Like death and taxes, cold winters in New England are a certainty. Equally as sure is that meeting that heavy demand for electricity, particularly when the weather is extra brutal, is a continuing challenge.

"Our biggest concern is really the issue of the winter energy constraint that we have as the result of insufficient pipeline infrastructure into the region," said Gordon van Welie, CEO of ISO New England, the independent system operator, not-for-profit corporation responsible for keeping electricity flowing across six states.

"The trajectory that we're on is alarming with regard to the reliability of the system," he said of a recent analysis.

Speaking at the 2018 EIA Energy Conference, van Welie said a key issue is that "when it gets really cold, the pipelines can no longer serve gas generation. We switch to burning non-gas fuels," including coal, oil and nuclear. But there's a catch.
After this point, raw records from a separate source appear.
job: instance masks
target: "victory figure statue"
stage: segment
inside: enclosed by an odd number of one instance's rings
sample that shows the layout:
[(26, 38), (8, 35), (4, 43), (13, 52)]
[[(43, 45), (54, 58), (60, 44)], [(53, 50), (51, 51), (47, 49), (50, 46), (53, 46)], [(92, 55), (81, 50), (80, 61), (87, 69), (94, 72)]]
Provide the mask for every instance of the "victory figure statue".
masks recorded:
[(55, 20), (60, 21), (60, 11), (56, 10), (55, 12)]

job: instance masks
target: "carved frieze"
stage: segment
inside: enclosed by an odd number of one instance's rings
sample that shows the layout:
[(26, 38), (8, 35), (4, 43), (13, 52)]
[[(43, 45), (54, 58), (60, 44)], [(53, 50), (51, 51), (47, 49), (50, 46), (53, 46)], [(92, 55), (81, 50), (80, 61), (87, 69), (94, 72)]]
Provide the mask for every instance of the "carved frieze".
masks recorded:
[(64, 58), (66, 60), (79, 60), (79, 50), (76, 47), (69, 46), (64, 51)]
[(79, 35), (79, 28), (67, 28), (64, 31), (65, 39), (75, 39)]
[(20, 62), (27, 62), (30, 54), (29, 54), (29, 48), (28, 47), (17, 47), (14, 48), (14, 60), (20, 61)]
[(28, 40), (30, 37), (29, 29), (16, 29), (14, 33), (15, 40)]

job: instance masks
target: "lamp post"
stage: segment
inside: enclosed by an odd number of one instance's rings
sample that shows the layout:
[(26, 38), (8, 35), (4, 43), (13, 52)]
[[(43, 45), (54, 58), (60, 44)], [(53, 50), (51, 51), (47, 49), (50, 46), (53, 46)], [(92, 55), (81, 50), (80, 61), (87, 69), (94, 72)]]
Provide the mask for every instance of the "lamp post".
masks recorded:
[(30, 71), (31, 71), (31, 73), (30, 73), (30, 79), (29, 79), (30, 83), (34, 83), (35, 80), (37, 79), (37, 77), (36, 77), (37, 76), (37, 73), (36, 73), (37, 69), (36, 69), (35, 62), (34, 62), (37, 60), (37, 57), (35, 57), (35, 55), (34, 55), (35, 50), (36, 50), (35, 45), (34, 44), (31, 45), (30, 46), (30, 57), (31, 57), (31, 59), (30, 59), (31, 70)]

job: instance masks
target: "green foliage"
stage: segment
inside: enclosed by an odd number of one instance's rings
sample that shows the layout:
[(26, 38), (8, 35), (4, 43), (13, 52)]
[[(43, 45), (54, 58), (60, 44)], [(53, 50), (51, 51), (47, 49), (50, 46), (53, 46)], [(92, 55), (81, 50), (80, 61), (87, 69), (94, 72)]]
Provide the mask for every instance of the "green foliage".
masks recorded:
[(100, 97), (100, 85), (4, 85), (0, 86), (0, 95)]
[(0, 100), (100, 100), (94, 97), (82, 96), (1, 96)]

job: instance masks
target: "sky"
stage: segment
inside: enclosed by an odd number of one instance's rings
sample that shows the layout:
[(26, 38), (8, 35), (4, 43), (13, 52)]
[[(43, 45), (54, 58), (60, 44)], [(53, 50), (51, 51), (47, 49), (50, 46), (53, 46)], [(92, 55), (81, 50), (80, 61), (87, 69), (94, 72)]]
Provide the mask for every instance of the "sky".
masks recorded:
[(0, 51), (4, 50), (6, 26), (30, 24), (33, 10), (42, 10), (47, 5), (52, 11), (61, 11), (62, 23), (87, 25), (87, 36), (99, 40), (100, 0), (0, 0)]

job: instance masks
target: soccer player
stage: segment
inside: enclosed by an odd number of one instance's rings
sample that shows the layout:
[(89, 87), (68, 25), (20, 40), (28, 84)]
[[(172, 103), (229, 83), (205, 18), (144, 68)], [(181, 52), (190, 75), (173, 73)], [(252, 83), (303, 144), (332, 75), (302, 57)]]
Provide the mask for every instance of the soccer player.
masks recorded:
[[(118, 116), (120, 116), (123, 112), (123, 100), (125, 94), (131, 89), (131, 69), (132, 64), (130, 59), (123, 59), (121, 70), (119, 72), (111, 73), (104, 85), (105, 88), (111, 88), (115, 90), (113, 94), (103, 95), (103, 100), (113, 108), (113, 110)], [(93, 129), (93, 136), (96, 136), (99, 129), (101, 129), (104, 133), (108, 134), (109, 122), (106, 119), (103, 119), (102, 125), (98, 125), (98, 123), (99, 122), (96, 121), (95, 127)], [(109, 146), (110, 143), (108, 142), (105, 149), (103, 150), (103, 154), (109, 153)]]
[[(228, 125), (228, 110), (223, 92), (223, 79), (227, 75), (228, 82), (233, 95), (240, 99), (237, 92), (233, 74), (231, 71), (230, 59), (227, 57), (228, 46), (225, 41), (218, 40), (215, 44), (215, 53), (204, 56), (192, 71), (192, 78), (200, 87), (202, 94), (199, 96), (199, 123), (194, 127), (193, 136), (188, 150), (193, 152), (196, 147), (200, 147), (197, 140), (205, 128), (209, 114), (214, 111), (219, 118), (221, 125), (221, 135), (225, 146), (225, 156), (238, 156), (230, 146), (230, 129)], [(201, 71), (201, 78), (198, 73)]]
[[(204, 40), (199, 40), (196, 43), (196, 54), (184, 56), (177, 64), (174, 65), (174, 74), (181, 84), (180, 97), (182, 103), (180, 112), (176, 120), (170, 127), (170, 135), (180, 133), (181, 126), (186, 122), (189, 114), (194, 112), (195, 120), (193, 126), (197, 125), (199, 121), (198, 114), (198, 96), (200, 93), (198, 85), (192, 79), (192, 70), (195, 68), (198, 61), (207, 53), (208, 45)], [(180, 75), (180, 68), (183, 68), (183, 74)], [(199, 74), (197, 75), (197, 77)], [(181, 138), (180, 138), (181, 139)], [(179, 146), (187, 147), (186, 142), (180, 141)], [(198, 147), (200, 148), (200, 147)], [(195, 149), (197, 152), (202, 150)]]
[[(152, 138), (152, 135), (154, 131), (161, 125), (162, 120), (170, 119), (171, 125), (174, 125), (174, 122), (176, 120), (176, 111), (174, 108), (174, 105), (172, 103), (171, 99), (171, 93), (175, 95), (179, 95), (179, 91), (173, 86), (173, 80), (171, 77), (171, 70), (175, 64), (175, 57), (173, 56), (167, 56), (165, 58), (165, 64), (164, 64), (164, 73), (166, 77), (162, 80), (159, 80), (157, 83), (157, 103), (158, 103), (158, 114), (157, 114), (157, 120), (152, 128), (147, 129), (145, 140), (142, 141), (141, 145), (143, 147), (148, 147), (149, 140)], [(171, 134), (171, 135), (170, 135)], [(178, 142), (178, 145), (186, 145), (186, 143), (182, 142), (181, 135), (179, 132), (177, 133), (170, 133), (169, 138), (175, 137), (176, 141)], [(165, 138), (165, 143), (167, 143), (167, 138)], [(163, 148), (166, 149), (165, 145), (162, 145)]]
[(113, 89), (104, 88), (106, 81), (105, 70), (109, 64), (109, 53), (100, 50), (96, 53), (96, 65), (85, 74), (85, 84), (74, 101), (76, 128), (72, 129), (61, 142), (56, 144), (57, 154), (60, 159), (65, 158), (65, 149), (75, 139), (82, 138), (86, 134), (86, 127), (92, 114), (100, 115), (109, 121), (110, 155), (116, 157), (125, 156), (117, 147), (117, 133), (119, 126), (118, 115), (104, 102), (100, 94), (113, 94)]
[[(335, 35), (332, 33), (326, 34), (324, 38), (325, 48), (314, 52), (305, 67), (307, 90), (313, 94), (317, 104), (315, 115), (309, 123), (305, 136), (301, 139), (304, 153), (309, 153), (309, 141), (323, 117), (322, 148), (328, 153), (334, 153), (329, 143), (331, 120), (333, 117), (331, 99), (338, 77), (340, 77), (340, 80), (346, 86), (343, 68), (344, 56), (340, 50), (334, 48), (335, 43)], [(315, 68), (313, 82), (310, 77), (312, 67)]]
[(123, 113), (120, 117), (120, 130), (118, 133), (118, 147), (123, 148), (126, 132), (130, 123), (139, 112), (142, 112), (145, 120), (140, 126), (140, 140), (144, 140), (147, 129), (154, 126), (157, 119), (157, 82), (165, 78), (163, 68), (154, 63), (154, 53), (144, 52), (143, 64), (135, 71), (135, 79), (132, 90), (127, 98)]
"Those resources are the same resources that are most becoming stressed in our markets because they're gradually being pushed out of the markets" by a combination of low natural gas prices and more renewables.

"Our big issue here is how do we find a path forward to address this issue that we've identified and labeled as 'fuel security,' but it really is a winter energy constraint," said van Welie.

There are no easy answers, but he said coordinating facility retirements with the entry of replacement resources, such as offshore wind and a hydro project that's three to four years away, would help.

But for now, van Welie's assessment was blunt: "We're heading towards a riskier fuel security profile."